La familia baila en Después de nosotros, la pareja canta en Un amor intranquilo. “Entre la realidad y los ideales hay una distancia basta”, dice Lafosse al tiempo que se imbuye en la cotidianidad resistiéndose a cualquier trampantojo fílmico, olvidándose así del mundo interior de esos padres que danzan de la mano o tararean entre sonrisas. No hay espacio siquiera para el respiro estético: todo debe ser real, todo debe ser absolutamente contrario a la fantasía de la buena voluntad.

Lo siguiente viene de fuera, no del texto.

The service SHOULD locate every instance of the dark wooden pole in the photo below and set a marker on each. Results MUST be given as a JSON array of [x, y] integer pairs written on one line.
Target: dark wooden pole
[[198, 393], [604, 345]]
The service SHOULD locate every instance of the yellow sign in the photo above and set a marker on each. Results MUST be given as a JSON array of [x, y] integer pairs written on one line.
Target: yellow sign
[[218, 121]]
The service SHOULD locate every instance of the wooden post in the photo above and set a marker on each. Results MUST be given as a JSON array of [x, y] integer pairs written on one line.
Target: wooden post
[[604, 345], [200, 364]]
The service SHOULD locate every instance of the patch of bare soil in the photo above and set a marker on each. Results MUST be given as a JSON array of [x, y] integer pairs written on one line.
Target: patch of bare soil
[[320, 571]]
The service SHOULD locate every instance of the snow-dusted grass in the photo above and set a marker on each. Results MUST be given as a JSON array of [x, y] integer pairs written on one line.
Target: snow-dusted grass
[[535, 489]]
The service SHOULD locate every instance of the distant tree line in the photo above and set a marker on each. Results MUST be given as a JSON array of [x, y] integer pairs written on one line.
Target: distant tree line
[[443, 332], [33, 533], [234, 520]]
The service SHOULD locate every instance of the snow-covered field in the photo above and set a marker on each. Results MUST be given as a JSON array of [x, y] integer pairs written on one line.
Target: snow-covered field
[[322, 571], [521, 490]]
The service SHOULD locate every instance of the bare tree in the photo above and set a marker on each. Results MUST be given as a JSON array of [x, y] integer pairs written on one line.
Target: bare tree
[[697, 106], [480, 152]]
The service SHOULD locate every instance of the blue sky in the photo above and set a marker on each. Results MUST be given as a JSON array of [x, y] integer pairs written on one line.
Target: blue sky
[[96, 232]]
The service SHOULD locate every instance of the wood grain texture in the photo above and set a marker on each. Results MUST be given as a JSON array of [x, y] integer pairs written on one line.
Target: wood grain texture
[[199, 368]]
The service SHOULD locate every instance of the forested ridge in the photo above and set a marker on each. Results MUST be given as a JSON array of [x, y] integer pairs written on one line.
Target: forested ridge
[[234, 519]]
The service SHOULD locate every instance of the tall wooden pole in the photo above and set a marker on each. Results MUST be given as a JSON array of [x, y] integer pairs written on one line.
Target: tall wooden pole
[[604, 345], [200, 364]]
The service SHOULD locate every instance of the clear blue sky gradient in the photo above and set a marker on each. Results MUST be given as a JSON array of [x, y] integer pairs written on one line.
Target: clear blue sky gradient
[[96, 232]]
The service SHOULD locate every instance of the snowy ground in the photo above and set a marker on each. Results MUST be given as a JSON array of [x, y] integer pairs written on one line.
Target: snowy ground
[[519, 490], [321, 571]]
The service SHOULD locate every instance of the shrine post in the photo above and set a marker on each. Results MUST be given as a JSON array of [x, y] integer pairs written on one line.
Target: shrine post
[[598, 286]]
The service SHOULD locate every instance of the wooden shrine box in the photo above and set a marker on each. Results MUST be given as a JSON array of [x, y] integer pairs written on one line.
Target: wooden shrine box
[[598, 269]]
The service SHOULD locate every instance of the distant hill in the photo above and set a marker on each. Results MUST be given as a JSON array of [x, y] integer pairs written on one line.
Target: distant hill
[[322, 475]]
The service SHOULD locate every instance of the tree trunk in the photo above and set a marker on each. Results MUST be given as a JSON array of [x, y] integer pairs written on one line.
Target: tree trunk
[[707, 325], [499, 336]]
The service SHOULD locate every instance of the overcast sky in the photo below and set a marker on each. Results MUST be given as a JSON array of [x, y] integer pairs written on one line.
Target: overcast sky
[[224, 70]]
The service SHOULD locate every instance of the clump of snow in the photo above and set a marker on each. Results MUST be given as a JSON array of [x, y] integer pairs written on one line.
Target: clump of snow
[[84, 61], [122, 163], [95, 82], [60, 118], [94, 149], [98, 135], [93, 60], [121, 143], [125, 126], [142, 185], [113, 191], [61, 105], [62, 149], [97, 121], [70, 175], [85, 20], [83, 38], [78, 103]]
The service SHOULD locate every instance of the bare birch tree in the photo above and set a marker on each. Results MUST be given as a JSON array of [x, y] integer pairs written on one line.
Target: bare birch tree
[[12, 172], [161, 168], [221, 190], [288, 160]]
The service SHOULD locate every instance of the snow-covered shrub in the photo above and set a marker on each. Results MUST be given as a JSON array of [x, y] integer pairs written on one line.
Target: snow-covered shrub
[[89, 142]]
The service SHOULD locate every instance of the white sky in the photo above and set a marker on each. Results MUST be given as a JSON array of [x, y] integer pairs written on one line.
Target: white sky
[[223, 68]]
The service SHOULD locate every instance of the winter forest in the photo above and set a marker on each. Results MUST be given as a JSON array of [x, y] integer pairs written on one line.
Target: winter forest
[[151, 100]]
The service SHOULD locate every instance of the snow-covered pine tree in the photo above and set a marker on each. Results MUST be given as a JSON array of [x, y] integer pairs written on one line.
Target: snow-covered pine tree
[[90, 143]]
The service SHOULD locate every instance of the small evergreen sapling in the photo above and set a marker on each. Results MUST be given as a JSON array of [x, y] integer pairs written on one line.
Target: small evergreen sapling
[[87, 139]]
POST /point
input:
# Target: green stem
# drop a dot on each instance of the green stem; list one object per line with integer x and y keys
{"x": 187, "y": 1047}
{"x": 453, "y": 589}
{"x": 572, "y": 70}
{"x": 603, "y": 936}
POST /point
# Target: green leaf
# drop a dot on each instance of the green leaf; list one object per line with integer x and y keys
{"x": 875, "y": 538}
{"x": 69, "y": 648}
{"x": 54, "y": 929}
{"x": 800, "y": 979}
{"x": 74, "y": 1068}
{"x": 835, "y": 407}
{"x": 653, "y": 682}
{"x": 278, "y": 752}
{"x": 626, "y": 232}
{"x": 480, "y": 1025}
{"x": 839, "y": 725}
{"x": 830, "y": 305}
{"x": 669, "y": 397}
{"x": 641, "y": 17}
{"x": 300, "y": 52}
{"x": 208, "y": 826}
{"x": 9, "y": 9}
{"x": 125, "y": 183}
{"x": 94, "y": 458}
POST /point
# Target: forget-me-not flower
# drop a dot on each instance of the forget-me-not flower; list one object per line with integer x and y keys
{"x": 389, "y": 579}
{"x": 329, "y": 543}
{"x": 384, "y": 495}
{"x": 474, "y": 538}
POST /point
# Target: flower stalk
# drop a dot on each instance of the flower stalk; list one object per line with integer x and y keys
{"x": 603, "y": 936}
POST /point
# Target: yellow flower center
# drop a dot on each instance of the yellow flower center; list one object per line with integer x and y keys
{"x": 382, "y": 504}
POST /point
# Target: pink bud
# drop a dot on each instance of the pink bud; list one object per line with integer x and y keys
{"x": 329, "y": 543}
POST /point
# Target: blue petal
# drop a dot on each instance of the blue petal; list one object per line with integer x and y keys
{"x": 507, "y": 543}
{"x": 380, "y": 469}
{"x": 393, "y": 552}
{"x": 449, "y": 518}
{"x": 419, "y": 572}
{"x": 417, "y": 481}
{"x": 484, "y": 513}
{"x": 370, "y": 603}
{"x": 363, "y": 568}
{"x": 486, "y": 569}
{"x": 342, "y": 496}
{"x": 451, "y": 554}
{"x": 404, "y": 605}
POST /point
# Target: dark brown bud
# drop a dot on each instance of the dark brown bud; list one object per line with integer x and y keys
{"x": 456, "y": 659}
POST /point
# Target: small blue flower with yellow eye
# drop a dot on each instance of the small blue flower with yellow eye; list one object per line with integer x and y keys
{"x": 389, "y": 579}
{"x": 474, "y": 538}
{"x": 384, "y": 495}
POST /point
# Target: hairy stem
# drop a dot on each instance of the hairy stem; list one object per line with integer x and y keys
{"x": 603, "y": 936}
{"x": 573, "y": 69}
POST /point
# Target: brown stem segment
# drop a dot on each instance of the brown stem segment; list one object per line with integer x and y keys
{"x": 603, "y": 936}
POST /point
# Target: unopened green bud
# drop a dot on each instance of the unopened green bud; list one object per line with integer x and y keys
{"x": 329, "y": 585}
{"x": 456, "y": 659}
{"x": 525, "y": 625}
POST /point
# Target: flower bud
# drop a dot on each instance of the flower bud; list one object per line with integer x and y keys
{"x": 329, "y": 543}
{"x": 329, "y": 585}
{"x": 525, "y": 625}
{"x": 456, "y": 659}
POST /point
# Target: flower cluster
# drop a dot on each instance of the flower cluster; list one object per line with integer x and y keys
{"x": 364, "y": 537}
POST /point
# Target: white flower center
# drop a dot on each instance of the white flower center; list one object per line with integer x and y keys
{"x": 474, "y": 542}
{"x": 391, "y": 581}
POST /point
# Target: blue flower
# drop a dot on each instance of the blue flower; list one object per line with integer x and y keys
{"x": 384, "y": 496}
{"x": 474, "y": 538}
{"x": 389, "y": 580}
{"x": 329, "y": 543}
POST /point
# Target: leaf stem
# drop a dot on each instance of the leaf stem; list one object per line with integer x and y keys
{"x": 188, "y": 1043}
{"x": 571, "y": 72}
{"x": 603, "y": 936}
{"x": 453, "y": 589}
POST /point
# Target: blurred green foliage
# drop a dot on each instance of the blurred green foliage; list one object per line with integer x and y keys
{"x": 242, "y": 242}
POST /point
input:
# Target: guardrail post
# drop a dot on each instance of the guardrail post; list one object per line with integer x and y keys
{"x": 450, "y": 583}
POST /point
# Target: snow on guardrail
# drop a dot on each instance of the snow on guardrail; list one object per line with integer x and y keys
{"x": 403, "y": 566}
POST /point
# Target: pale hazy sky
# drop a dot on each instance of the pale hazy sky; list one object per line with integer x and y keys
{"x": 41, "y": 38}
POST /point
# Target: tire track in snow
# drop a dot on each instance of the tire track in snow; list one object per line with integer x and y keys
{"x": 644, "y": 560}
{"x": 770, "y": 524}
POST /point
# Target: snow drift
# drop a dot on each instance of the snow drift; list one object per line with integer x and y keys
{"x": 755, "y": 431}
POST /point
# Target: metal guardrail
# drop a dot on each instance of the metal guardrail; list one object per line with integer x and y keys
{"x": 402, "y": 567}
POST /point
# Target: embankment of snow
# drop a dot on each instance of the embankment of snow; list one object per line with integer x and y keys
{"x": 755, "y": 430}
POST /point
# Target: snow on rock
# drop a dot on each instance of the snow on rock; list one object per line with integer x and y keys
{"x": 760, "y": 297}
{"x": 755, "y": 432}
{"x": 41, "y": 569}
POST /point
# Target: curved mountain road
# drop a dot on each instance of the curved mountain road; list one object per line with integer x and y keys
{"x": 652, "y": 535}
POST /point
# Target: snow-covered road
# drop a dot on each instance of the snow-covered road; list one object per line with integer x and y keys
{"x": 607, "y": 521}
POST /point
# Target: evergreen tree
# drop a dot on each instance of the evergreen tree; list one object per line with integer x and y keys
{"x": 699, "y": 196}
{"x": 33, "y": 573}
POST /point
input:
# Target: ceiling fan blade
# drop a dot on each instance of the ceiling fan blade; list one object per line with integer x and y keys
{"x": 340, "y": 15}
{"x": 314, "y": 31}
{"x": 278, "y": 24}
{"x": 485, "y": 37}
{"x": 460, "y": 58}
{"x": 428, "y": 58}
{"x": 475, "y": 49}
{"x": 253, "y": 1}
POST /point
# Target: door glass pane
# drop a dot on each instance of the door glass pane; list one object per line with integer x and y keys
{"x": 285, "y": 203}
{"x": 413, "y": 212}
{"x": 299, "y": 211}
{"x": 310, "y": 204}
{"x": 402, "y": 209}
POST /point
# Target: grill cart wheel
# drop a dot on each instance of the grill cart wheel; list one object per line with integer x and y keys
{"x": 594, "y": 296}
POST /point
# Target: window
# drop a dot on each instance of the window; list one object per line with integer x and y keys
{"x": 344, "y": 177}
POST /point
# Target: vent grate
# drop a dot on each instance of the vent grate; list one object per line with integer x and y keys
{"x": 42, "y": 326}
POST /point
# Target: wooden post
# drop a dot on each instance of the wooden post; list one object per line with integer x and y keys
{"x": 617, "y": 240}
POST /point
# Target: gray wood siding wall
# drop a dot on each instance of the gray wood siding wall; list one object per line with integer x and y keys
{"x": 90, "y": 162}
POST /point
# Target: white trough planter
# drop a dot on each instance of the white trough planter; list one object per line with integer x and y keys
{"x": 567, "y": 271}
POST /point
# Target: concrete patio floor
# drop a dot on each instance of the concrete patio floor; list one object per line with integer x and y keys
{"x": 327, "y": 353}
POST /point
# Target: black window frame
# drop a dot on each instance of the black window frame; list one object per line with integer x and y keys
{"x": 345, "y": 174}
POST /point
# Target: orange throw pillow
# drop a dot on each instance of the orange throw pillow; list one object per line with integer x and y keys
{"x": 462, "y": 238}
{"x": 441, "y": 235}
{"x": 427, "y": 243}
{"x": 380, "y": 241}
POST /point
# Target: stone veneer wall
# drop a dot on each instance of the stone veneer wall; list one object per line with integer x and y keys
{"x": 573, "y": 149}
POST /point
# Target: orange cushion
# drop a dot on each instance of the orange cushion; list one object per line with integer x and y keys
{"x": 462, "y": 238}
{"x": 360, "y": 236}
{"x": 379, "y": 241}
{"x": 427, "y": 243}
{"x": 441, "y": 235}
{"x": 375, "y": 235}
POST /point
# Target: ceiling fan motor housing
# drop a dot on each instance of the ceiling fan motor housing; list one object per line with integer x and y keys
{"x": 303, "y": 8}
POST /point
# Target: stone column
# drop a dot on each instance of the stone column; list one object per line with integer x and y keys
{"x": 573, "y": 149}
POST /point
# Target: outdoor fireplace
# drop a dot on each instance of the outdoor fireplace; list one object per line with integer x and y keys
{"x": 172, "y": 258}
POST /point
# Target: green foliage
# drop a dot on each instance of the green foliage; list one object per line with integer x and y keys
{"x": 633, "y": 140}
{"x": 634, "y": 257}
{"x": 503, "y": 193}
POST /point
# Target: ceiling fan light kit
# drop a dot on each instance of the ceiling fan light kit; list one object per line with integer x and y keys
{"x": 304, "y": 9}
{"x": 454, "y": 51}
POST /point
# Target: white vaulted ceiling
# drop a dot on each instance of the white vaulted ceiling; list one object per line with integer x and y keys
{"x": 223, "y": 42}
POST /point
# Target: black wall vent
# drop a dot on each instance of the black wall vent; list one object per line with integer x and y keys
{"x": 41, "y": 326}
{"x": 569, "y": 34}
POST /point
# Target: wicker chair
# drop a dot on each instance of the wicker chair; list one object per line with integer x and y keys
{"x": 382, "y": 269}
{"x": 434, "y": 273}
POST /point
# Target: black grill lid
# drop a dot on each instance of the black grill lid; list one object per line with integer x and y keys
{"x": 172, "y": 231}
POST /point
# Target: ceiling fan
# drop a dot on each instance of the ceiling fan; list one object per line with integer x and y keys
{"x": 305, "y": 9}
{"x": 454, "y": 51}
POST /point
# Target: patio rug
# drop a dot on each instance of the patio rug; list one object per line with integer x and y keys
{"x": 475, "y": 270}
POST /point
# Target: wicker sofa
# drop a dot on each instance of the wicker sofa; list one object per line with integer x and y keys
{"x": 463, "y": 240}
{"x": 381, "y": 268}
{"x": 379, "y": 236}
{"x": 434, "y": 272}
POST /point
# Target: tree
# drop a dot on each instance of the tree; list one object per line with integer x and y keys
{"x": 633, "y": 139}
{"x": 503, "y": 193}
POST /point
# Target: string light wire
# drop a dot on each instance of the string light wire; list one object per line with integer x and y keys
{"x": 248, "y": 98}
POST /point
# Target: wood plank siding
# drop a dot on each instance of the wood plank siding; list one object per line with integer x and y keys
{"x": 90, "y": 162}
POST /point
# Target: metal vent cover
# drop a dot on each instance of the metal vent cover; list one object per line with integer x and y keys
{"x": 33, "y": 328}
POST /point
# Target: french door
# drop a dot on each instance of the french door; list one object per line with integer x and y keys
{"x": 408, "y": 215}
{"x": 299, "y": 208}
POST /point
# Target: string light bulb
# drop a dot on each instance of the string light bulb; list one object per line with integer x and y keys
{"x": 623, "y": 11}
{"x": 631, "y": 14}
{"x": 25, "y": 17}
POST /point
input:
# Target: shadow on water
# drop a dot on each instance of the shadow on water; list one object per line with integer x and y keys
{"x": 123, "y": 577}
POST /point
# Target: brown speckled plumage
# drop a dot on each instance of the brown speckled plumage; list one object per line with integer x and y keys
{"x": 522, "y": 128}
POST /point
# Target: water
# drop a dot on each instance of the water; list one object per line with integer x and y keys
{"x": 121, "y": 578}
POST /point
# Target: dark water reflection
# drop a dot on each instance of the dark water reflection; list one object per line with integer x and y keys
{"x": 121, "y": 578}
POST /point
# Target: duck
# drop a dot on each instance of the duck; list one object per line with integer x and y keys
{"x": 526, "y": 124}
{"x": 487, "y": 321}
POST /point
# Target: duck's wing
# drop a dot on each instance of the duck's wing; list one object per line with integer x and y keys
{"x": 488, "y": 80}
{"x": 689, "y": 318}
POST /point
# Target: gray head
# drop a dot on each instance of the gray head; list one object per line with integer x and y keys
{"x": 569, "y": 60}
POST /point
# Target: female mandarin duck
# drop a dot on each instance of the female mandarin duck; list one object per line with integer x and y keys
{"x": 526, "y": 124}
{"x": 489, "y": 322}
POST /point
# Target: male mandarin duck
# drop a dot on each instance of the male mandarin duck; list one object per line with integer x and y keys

Lo deja claro: “Creo que la violencia suele ser provocada por el romanticismo y por la  negación de la realidad y la cotidianidad”. Su cruzada contra lo meramente decorativo es loable y revela a un realizador realmente comprometido con los sentimientos humanos. Ahora bien, lo que sea el realismo, baziniano o no, es algo que resulta bastante esquivo.

Y si no, ¿por qué Bergman retrata los problemas conyugales de manera tan excéntrica, tan irreal por momentos, tan contraintuitiva?, ¿por qué a ratos productos de oropel como Historia de un matrimonio (Marriage Story, Noah Baumbach, EEUU, 2019) transmiten más que sus películas?, o, volviendo a ellas, ¿a qué se debe que sus momentos más memorables sean los más “Hanekescos”?. Puede que años luz separen realidad e ideal, pero también es cierto que nosotros vivimos en medio y que para odiar, tanto como para amar, necesitamos de mucha imaginación, de mucho ornamento.